Giuliani and Safir would not detail what charges Shwarz faces, saying they could not do so until the indictments were unsealed next week. They would also not provide details as to what his role might have been in the attack.

Safir did give details about Shwarz's performance background as a police officer. In 1992, while still in his probationary period as a rookie, he was suspended for 15 days for striking someone in the face, Safir said.

Three complaints had also been filed against him -- one for using excessive force, one for cursing and one for using an ethnic slur, Safir said. None of the complaints was substantiated, Safir said.

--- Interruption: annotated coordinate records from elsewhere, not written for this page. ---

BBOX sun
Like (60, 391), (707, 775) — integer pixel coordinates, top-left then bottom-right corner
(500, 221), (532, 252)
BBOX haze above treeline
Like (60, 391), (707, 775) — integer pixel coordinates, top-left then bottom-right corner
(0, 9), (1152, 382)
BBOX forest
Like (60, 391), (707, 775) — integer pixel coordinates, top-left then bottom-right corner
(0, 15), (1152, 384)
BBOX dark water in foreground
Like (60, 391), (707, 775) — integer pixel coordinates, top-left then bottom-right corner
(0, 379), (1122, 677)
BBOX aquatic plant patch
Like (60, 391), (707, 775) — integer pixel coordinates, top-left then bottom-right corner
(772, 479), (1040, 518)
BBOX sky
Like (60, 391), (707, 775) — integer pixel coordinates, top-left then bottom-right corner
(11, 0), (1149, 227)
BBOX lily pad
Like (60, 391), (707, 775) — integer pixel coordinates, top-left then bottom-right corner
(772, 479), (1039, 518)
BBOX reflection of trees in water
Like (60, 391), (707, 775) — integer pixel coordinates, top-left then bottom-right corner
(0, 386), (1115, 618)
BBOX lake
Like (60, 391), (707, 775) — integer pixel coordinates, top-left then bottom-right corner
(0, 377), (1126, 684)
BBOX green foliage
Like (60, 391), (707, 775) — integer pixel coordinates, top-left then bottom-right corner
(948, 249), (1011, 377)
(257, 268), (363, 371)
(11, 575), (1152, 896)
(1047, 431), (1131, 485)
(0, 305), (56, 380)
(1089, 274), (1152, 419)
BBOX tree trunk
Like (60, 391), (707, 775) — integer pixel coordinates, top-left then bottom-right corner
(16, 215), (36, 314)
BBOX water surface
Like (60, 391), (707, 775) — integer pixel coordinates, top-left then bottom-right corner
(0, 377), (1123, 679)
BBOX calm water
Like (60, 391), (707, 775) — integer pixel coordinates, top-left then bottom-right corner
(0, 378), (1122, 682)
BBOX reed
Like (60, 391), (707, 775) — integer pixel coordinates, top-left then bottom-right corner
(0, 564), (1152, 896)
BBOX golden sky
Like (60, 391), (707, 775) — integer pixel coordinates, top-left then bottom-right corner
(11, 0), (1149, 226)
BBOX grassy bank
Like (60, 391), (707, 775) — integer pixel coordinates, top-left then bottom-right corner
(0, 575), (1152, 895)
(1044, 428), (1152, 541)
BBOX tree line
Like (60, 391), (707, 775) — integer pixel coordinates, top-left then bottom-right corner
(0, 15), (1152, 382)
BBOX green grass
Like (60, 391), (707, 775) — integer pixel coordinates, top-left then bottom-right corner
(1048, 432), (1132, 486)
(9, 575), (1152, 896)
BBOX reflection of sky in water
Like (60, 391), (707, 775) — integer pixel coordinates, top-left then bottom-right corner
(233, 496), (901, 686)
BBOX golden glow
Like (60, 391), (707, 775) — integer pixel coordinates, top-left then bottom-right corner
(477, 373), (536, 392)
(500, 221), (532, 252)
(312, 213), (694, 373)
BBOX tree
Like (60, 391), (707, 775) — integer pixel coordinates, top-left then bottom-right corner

Attack prompts outrage in Haitian community

70th precinct

The assault on Abner, who remains hospitalized suffering a torn rectum and lacerated bladder, has outraged many New Yorkers, particularly those in the Haitian-American community.

The phones at a local Haitian radio station have been ringing off the hook, with some comparing the 70th Precinct station house with Fort Dimanche, an infamous torture center in their native Haiti.

A coalition of Haitian organizations said in a statement that the attack "fits a pattern of police brutality against those who do not resemble, speak or behave in a manner similar to what police officers have come to expect."

Abner has alleged that during the assault, police officers called him a "stupid nigger" and even invoked the mayor's name, saying, "It's Giuliani time."

The mayor is running for re-election, and the centerpiece of his campaign is his get-tough approach to criminals, which has sent the city's crime rate plummeting.

Asked about the alleged "Giuliani time" remark, the mayor, a former federal prosecutor, said, "If in fact any cop said this, the cop doesn't know what I stand for, what the police department stands for, and he doesn't deserve to be a member of the New York Police Department."

The Giuliani administration cites figures showing a more than 20 percent drop in complaints against police during the first half of the year. But critics say the Civilian Complaint Review Board, established four years ago to monitor brutality complaints, isn't working.

Out of more than 20,000 complaints handled by the board, critics complain that only one officer has been dismissed.

Correspondent Maria Hinojosa contributed to this report.